O członkostwo w radzie nadzorczej Spółdzielni Mieszkaniowej „Ustronie” w sumie ubiegało się 44 kandydatów. Skład 17 osób udało się wyłonić podczas drugiego zgromadzenia po miesięcznej przerwie. Tym razem było spokojniej. - Na wczorajszym walnym było więcej osób, więcej o 250. W szczytowym momencie, tuż po godz. 18 było 650 osób, natomiast samych kart do głosowania na godz. 18.15 było wydanych 954, w tym ponad 400 dla członków spółdzielni i ponad 500 dla osób z pełnomocnictwami, więc ta różnica z poprzedniego walnego została zachowana - mówi Robert Chrobotowicz, który pod względem liczby głosów znalazł się na trzecim miejscu (385).
W gronie 17 osób obecnie wybranej rady nadzorczej spółdzielni jest sześć, które będą kontynuowały zasiadanie w radzie, pięć jest zupełnie nowych. Najwięcej głosów, bo 414, zdobył Krzysztof Jasiński. Dla części osób zaskoczeniem jest, że do rady nie dostał się Andrzej Łuczycki, za to wszedł Jan Pszczoła. Zebranie, które rozpoczęło się w środę o godz. 18 po po policzeniu głosów zakończyło się przed 6 rano w czwartek.
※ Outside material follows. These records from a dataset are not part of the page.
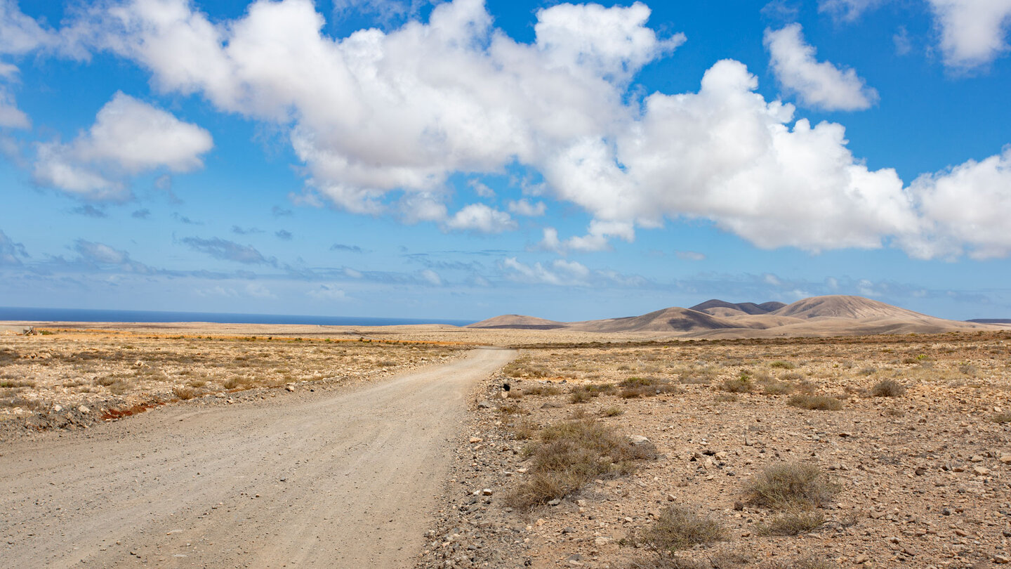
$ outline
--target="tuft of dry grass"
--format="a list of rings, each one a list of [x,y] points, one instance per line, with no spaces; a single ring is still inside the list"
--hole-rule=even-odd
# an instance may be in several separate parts
[[[759,536],[799,536],[808,534],[825,523],[820,511],[793,511],[776,515],[768,523],[758,523]]]
[[[899,397],[905,393],[906,387],[895,380],[878,382],[870,388],[870,395],[875,397]]]
[[[536,385],[523,388],[524,395],[558,395],[562,390],[553,384]]]
[[[683,506],[668,506],[643,536],[643,541],[659,552],[675,552],[697,544],[724,542],[727,530],[719,520]]]
[[[507,504],[521,509],[561,499],[596,478],[629,474],[636,461],[656,458],[652,443],[633,444],[592,419],[545,427],[525,452],[533,463],[530,474],[505,496]]]
[[[840,486],[809,463],[786,463],[767,467],[744,487],[749,503],[772,509],[821,507]]]
[[[618,406],[606,407],[604,409],[601,409],[601,415],[605,417],[617,417],[618,415],[621,415],[623,413],[625,413],[625,409],[622,409],[621,407]]]
[[[172,388],[172,394],[178,397],[179,399],[182,399],[183,401],[188,401],[200,395],[200,393],[197,390],[191,387],[184,387],[184,386],[176,386]]]
[[[842,409],[842,401],[827,395],[797,394],[787,400],[787,405],[812,411],[838,411]]]
[[[995,423],[1011,423],[1011,413],[1004,411],[1002,413],[994,413],[990,415],[990,420]]]
[[[724,380],[720,384],[720,389],[729,393],[751,393],[754,391],[754,384],[751,383],[751,379],[747,376]]]

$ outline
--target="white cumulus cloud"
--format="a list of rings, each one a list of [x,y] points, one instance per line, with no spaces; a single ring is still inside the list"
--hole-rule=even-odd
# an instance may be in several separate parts
[[[804,40],[801,24],[766,29],[764,42],[776,80],[805,105],[862,110],[878,101],[878,91],[867,87],[855,71],[816,60],[814,47]]]
[[[1008,51],[1011,0],[927,0],[940,33],[944,64],[969,70]]]
[[[200,155],[212,146],[205,130],[119,92],[74,141],[39,143],[33,173],[38,182],[80,196],[121,198],[124,177],[199,168]]]
[[[524,199],[518,199],[516,201],[510,201],[509,211],[518,216],[537,218],[543,216],[544,213],[548,211],[548,207],[547,205],[544,204],[544,201],[531,204],[526,198],[524,198]]]
[[[952,22],[942,29],[981,29],[989,48],[978,51],[988,58],[1004,49],[1011,0],[930,1],[939,21]],[[823,4],[848,14],[875,2]],[[812,124],[793,105],[765,100],[756,78],[733,60],[716,62],[697,91],[655,92],[640,101],[629,96],[636,73],[683,40],[648,27],[649,8],[641,3],[541,9],[529,43],[494,27],[480,0],[444,2],[427,22],[347,37],[323,31],[326,19],[310,0],[259,0],[242,16],[217,21],[194,6],[110,0],[89,11],[87,23],[96,49],[149,70],[156,88],[199,95],[218,110],[286,133],[304,166],[296,204],[393,214],[447,230],[509,231],[518,227],[511,213],[536,214],[544,202],[521,200],[508,212],[478,202],[450,214],[448,180],[502,175],[518,165],[538,180],[537,195],[574,204],[591,218],[585,235],[562,239],[545,229],[541,249],[607,249],[615,239],[632,241],[639,229],[687,219],[762,248],[893,245],[917,256],[1004,254],[994,237],[1003,223],[983,213],[1003,207],[984,174],[1006,154],[907,185],[895,170],[870,170],[853,156],[841,125]],[[955,25],[981,14],[990,23]],[[959,40],[949,44],[952,62],[977,61],[957,55],[975,53],[956,49]],[[799,25],[769,31],[767,45],[779,81],[804,104],[857,109],[877,99],[853,70],[818,61]],[[82,195],[114,197],[130,172],[199,167],[209,135],[153,110],[171,128],[153,129],[152,137],[185,136],[147,147],[161,149],[152,153],[127,144],[134,141],[127,135],[143,129],[102,129],[96,119],[69,144],[40,145],[36,177]],[[950,191],[942,180],[957,181],[960,209],[936,206]],[[474,192],[493,199],[483,187]],[[957,229],[949,219],[956,214],[983,225]],[[554,264],[527,268],[568,274]]]
[[[478,231],[481,233],[501,233],[516,229],[516,222],[505,212],[499,212],[484,204],[465,206],[446,221],[449,229]]]
[[[913,181],[928,227],[906,247],[915,256],[985,259],[1011,254],[1011,232],[995,230],[1011,219],[1011,146],[982,161],[969,160]]]

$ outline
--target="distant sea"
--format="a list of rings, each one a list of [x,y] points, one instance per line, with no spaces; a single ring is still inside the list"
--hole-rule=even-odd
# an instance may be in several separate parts
[[[396,326],[401,324],[452,324],[453,326],[466,326],[467,324],[473,324],[471,320],[422,318],[12,307],[0,307],[0,320],[27,320],[30,322],[218,322],[222,324],[318,324],[323,326]]]

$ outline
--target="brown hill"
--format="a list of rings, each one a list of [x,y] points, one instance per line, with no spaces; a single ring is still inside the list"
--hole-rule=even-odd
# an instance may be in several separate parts
[[[771,314],[812,320],[816,318],[896,318],[899,320],[938,320],[932,316],[906,310],[863,297],[812,297],[787,305]]]
[[[733,313],[744,313],[744,314],[766,314],[772,312],[773,310],[779,309],[787,306],[784,303],[762,303],[756,305],[754,303],[728,303],[727,301],[721,301],[719,299],[712,299],[704,303],[700,303],[692,307],[691,310],[696,310],[699,312],[705,312],[706,314],[712,314],[713,316],[722,316],[725,314]]]
[[[565,322],[556,322],[538,318],[536,316],[523,316],[520,314],[504,314],[495,316],[480,322],[468,324],[466,328],[510,328],[513,330],[554,330],[555,328],[565,328]]]
[[[693,332],[737,327],[728,320],[687,308],[665,308],[642,316],[573,322],[567,326],[569,330],[583,332]]]
[[[791,305],[776,302],[735,304],[714,299],[691,309],[672,307],[642,316],[584,322],[557,322],[512,314],[468,327],[642,333],[649,337],[769,338],[936,333],[1000,326],[944,320],[862,297],[828,296],[804,299]]]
Układ sił w radzie to 12 osób popierających obecny zarząd spółdzielni i pięć zawiązanej kilka tygodni temu „Inicjatywy sąsiedzkiej”, która oczekiwała zmian. - Spółdzielnia wygrała to głosowanie, to zebranie. Przegrali wszyscy spółdzielcy. Na zebraniu pojawili się pracownicy spółdzielni mieszkaniowych z Łucznika, razem z prezesem Woźniakiem na czele, z „Naszego Domu”, z „Budowlanych”, z Michałowa i w grupie około 100 osobowej wsparli zarząd spółdzielni. Sądzę, że przesądzili o wyniku głosowania - mówi Krzysztof Bińkowski z „Inicjatywy sąsiedzkiej”, opozycyjnego obozu wobec zarządu spółdzielni.
Bińkowski twierdzi, że były próby fałszowania wyników w trakcie liczenia głosów. - Kiedy jeszcze nie było komisji mandatowo-skrutacyjnej dokonywali tego liczenia pracownicy spółdzielni. W poszczególnych sektorach wyniki liczone przez naszych kandydatów różniły się o 20,30 głosów. Mamy to nagrane na swoich aparatach telefonicznych i na wideo - przekonuje Bińkowski.
Walne zgromadzenie odbyło się bez udziału mediów. Nie było na to zgody członków zarządu.
Pierwsze posiedzenie nowo wybranej rady odbędzie się w piątek, 12 lipca. Wówczas zostanie wybrany przewodniczący i jego zastępcy.